Reading Women by Stephanie Staal is subtitled "How the Great books of Feminism Changed My Life."
Staal graduated from Barnard College in the early 1990s. While there, she took a course she refers to as Fem Texts--reading and discussion of authors from Wollstonecraft to Friedan to Roiphe.
At age 24 Staal met her future husband and after several years of living together, married him, had a child, and moved to Annapolis. She continued to work part-time from home as a free lance writer, but as many young mothers do, she felt trapped. She remembered her course of reading feminist texts and was inspired to ask if she could audit the course once more at Barnard--from her perspective years later as a wife and mother.
So that's the story of the book. It goes back and forth from summarizing readings and classroom discussions to recording Staal's life of child care, laundry, and work.
Reviewers on GoodReads complained that Staal did not present the perspective of women of color, lesbians, single women, women who lived in poverty, etc. Some complained that she picked and chose only a few of the course's texts and gave others cursory overviews.
I found the book labeled "Advance Reading Copy" on my daughter's bookshelves. I needed something to occupy during hours in the airport and plane and this book met my need.
I find myself thinking "It is what it is!" and why complain if it isn't what others expected it to be. It is the story of a privileged white woman who marries and has a child and a career.

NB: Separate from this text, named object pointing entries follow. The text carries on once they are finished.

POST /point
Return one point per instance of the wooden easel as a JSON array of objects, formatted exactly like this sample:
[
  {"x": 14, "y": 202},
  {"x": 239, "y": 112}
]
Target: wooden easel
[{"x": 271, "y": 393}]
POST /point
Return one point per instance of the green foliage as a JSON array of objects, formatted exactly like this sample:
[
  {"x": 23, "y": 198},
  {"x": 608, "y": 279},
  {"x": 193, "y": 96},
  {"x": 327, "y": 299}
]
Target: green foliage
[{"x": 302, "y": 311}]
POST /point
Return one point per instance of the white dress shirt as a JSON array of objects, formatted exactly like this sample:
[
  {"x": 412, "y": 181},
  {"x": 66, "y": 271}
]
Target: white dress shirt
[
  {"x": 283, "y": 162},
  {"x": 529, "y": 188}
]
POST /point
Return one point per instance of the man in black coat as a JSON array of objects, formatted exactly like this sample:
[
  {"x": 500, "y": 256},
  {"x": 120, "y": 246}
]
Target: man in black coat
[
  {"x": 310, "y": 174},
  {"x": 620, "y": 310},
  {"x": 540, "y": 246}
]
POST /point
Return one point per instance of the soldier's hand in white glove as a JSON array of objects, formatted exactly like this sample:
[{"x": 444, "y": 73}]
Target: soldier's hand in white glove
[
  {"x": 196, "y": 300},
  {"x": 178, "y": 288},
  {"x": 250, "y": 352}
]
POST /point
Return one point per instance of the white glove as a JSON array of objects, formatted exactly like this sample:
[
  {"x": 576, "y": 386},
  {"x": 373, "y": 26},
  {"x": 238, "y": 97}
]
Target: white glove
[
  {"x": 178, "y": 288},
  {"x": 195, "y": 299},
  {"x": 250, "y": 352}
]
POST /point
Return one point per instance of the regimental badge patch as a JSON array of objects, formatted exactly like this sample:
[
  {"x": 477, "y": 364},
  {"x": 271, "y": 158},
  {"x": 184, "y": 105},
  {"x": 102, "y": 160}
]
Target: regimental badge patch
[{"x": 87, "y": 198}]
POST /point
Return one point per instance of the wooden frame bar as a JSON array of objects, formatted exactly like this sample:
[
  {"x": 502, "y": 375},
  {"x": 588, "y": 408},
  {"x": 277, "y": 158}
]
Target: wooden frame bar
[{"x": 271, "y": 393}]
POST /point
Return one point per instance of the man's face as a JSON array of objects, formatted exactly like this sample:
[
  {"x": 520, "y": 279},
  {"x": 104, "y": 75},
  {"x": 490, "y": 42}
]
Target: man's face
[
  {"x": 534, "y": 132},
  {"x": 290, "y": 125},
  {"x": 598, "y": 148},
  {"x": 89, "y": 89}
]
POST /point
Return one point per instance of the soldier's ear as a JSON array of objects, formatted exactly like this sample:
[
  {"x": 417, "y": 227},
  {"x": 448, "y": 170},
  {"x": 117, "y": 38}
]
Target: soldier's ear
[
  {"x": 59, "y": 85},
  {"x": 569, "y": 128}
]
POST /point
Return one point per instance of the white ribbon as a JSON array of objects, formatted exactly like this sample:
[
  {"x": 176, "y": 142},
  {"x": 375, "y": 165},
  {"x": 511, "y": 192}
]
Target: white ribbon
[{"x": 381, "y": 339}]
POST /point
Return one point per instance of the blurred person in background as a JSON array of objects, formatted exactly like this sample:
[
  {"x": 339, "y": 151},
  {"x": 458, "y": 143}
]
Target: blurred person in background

She is struggling to find herself in her role as a mother and wife but also as her own person just as most women need to do. She comes at it from circumstances unlike most. She was a latchkey kid whose mother was a working academic. She had no siblings until she was 11. When she was 13, her parents divorced and she was raised by her dad. Her other major book was a research study on children of divorce.
I was reminded of the Ladies Home Journal series on "Can This Marriage Be Saved?" Maybe that was what kept me reading to the end when I was relieved that she thanked her husband for his "unwavering love" and "ineffable patience." They made it through new jobs, moving back to New York City, and working with a terrible marriage counselor.
There were funny, memorable scenes in the book. There was the woman at the playground who asked Staal what the theme was for her daughter's nursery and all she could think of was "storage room," but she said "unicorns." Or the visits to the marriage counselor that united Staal and her husband against the common enemy--Dr. Betz. She wondered if that could have been his strategy. Or the second semester professor of the Fem Texts class who sends around a snack list. I don't know if that was meant to be funny but it struck me as so stereotypical.
From my perspective at age 68, I no longer fret much about my role in life. But I once did. My daughter doesn't like phrases like "work-life balance" and "having it all." But when she writes about these topics on her blog, the comments are far more than when she writes about less controversial topics like LeBron James returning to Cleveland.
We each come at life from different families. Our children's needs, our finances, and our energy and stamina differ and our own need to succeed in a profession varies. Our priorities are certainly different. I hope at least that I have learned to be accepting of these differences and not criticize those who have made other choices. And I do plan to add some of these feminist readings to my own "Want to Read" list on Goodreads.